Time is the real currency of primary care, and under the extreme constraints of traditional industrial working class practice each consultation is hurried in the hope that time may be gained for the next crisis. In understaffed public service, clinicians have perverse incentives to cope with inadequate consultation time by inappropriate prescribing and referring. If medical responsibilities are confined to somatic disease, the emphasis will be on a costly process of exclusion-rather than an imaginative search for understanding, including wider health issues and the patient’s own potential resources for dealing with them.

Industrialised management knows only two strategies to contain this; administrative controls (sticks), or income rewards (carrots). Neither will result in the more thoughtful and time-consuming patterns of shared decision (with patients) required for cost-effective practice. Whether punitive or incentive, these investments are in irrelevant currency; without more consultation time, decisions remain evasive and inaccurate.

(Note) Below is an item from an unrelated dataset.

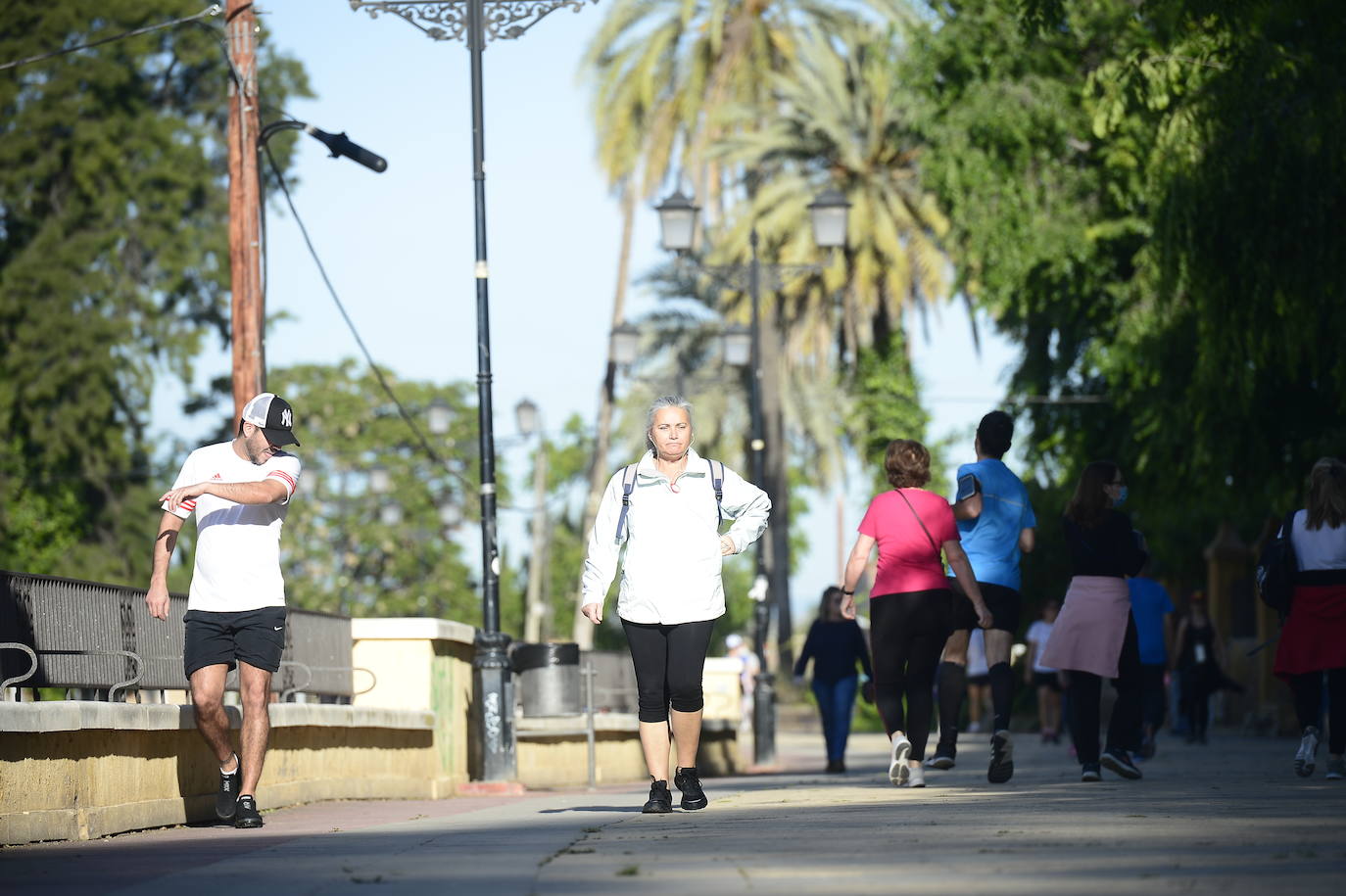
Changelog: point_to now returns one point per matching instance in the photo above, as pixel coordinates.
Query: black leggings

Can science and care converge?

Industrialised management regards community generalists chiefly as gatekeepers who ration scarce resources against the infinite consumption at zero price predicted by economic theory (but never found in practice). For primary health workers to develop as advocates for their patients they must reverse this role, helping patients to avoid inappropriate entry to the pipelines of secondary care-not because these are costly, but because they waste everybody’s time, incur unnecessary risks, and divert attention from more relevant and effective solutions. At its best, the beauty of experimental science lies not in display of technology but in simple solutions to complex problems.

Information technology, and the attitudes consequent on recognition of clinical medicine as a socially accountable form of production with measurable labour inputs and health outputs, make mass clinical audit possible, so that practice in whole populations can for the first time become routinely self-critical, and care can begin to merge with science. This requires that audit data be used only to discover the truth, not to reward or punish competing entrepreneurs whose incomes depend on data they record. Without this guarantee, audit data will be as close to the truth as a tax return.

Health economists promise that all these damaging consequences of an economy fuelled by greed can be avoided by regulation and pricing. How this can be done in an era of deregulated markets where prices find their own level is not explained. Is there any example of a large regulated market that does in fact serve rational social ends? If medical markets can be regulated to solve health problems rather than maximise profit, why have we failed to regulate the construction industry to build homes rather than office blocks? Such regulation challenges the present distribution of wealth and power, and is simply not credible in the current political context. If we have a duty to learn from the failures of command socialism, should we not learn also from experience of unopposed capitalism?

If the test of cost-effectiveness is health outcome rather than process, cooperative production is potentially superior to market-driven care. We shall be all the better for recognising that our work is real, measurable, and accountable, but this need not require that we compete for market demand rather than cooperate to meet human need. Though the internal market may well accelerate throughput, it will destroy goodwill, promote demand, raise cost, and penalise sceptical learning. Its product will be more process, not better and more cost-effective health outcomes.

I thank David Metcalfe for unpublished data on use-rates; and Sir Douglas Black, Leon Eisenberg, Dennis Pereira Gray, Conrad Harris, John Horder, David Morell, Kerr L. White, David Himmelstein, and Leone Ridsdale for comment on earlier drafts. This paper is based on a lecture at the international course on primary care at St Mary’s Hospital Medical School, July 7,1992.